20241104, vormittags

manchmal habe ich einen schönen abend, oder sogar einen ganzen schönen tag. aber morgens und abends, das erste und das letzte, sind bilder und geschichten von geiseln, ermordeten und überlebenden. immer. und immer ist es dann egal, wie schön ein tag oder ein abend werden können oder waren. dass es mir eben erst besser gehen wird, wenn die geiseln wieder zu hause sind, habe ich zu fraufragmente gesagt, aber nicht, dass ich angst habe, dann nicht mehr zu wissen, was es bedeutet. ich denke immer öfter, dass ich die menschen in meiner umgebung in deutschland hilflos mache mit meiner traurigkeit und sie mit meiner unfähigkeit, andere themen noch wirklich gelten zu lassen, müde werden lasse. weil das, was ich hier schreibe, ist meine gegenwart, auch dass habe ich zu fraufragmente gesagt, und das war nur ein kleines bisschen gelogen, weil hier steht nichts über meine plötzlich aus dem nichts wieder aufgetauchte sehnsucht nach a., die so schmerzhaft ist, als hätte er mich erst am tag davor verlassen und auch nichts darüber, dass ich seit wochen innerlich durchdrehe, weil ich nicht mehr weiß, welches lied er mir am letzten abend den wir je hatten und von dem ich nicht wusste, dass es der letzte abend ist den wir je haben werden, auf auf dem flohmarkt in yaffa gesungen hat. ich kann mich an alles erinnern, aber das lied habe ich vergessen. und weil ich mich an alles andere erinnere weiß ich noch, wie es war, von ihm gemocht und gesehen zu werden und für eine weile das zentrum seiner aufmerksamkeit und manchmal seiner welt zu sein. und mit weiß-ich-noch meine ich auch, dass mein körper sich daran erinnert und dann sind wir wieder am anfang, an dem moment mit seinem satz und mit meinem tattoo. ich wusste immer, dass ich mich von diesem ende nicht erhole, aber ich wusste nicht, dass es auch bedeutet, nicht mehr in das alleinsein des davor zu passen. und hier steht auch nichts darüber, dass ich freund:innen verliere, mich aus ihrem leben schleiche oder sie sich aus meinem, dass ich enttäuscht bin und traurig und mir die kraft fehlt, mich zu entschuldigen für mein sosein oder sie anzuschreien, weil sie weggehen ohne abschied. hier steht auch nichts darüber, dass ich mich immer noch weigere, mit carolyns tod zu leben, wozu gehören würde, endlich mal nur darüber zu weinen. und nichts konnte ich über den schock schreiben, vor einigen wochen, zu sehen, dass jemand ihren account bei facebook gelöscht hat und unsere langen chats jetzt nur noch ich gegen eine abwesenheit bin.

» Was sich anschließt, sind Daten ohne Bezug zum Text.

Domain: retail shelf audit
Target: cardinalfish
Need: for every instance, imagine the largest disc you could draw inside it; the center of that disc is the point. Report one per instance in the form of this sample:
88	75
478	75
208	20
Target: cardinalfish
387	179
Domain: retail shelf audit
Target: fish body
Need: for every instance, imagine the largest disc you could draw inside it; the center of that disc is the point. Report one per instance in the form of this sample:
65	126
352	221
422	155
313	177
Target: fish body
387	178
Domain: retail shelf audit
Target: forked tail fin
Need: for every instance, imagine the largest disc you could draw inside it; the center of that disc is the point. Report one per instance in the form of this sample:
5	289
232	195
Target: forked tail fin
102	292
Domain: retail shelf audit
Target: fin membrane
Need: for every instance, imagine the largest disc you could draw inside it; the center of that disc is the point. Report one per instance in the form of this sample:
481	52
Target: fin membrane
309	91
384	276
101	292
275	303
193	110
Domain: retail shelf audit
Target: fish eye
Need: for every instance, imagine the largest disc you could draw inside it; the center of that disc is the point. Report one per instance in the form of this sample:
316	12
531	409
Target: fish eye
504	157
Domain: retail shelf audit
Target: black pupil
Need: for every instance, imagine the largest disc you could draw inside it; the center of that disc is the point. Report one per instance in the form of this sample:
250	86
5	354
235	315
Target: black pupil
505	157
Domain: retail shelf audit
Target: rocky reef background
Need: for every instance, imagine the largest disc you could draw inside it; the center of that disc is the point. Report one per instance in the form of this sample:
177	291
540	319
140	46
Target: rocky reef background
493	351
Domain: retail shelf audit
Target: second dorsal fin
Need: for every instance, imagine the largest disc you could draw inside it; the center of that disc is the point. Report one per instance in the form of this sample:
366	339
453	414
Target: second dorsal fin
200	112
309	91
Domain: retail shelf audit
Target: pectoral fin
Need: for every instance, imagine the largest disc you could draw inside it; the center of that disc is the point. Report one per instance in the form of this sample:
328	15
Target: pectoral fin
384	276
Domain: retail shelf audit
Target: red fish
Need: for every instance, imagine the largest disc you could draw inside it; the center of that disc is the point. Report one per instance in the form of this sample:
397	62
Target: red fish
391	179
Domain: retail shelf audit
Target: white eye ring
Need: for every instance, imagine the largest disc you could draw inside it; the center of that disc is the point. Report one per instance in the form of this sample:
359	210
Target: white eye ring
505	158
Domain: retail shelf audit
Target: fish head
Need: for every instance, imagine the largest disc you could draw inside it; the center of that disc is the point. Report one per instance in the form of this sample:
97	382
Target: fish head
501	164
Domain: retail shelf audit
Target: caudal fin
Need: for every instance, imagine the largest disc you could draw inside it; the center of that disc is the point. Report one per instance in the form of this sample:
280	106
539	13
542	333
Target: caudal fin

ich packe immer noch zu viele tabletten ein, wenn ich das haus verlasse, weil die sicherheit, rechtzeitig zurück zu sein, ist gebrochen. auf unvorhergesehenes vorbereitet zu sein, wenn ich das haus verlasse, war schon mal thema seit mitte der 1990er jahre. aber das hatte andere facetten und irgendwie auch abenteuer.

ich registriere, wenn menschen sich auf meine nachrichten nicht zeitnahe zurückmelden und dass ich dann nervös werde und merke zugleich, dass mir die kraft fehlt, nachzufragen, anzurufen, sicher zu gehen, dass es eine form von angst gibt, die sich auf merkwürdige weise unter meiner haut entlangzieht, eine es-wird-gleich-etwas-passieren-angst oder vielleicht ist es auch eine es-ist-schon-etwas-passiert-aber-ich weiß-es-noch-nicht-angst. jemand schreibt mir, dass sie im garten ihres hauses in ramat hasharon ein raketenteil gefunden hat. jemand anderes, dass sie den alarm in einem film für einen alarm in ihrer stadt hielt, in den sicherheitsraum lief und da die vorgeschriebenen zehn minuten sitzenblieb.

bereits um 15 uhr meldete die IDF gestern, dass aus dem libanon mehr als 100 raketen nach israel geschossen wurden. mehr als 100. am freitag wollte ich unbedingt in london sein, am samstag lese ich, dass zehntausende auf einer antiisraelischen demonstration sind, die zur us-botschaft marschieren, um das ende einer unterstützung im krieg gegen hamas und hezbollah zu fordern. am gleichen tag stahlen die aktivist:innen von palestine action eine büste von Chaim Weizmann aus der universität von manchester. anlass war ihnen der 107. jahrestag der balfour-deklaration, die in ihrem wahn der beginn eines ‘ethnic cleansing of Palestine’ sei. später beschmierten sie großflächig weitere orte und räume, so das Britain Israel Communications and Research Centre (BICOM) in hampstead, das büro des Jewish National Fund (JNF) in hendon und das Institute of Manufacturing der Cambridge Universität. auch am samstag morgen schlug eine rakete in Tira ein und verletzte elf menschen. wieder hat es damit eine vor allem von arabischen israelis bewohnte stadt getroffen. nachdem einige tage zuvor zwei bewohner:innen von Majd al-Krum durch eine rakete der hezbollah getötet wurden, hatte es unzählige rassistische kommentare unter artikeln gegeben. heute morgen ließ der iran den 20jährigen Arvin Nathaniel Ghahremani im gefängnis von kermanshah exekutieren. er wehrte vor zwei jahren einen messerübergriff ab und töte dabei den angreifer. nach wie vor sollen rund 10.000 juden:jüdinnen im iran leben. sind damit nach wie vor die größte jüdische gemeinschaft in der muslimischen diaspora. Agam Goldstein-Almog, die als 17jährige gemeinsam mit ihren zwei jüngeren brüdern Gal und Tal sowie ihrer mutter Chen aus Kfar Aza entführt wurden, während die terroristen ihren vater Nadav und ihre ältere schwester Yam ermordeten, hat in einem instagram post ein bild aus ihrer gefangenschaft in den tunneln von gaza veröffentlicht, unter dem sie über die 51 tage sprach und darüber, dass sie zum zeitpunkt der aufnahme nicht wusste, dass sie wenige wochen später freigelassen wird und was es ihr erspart hätte, diese wochen nicht auch noch erleben zu müssen. Benjamin Balint hat einen phatastischen artikel über zeit seit dem 7. oktober geschrieben.

heute sind es 395 tage.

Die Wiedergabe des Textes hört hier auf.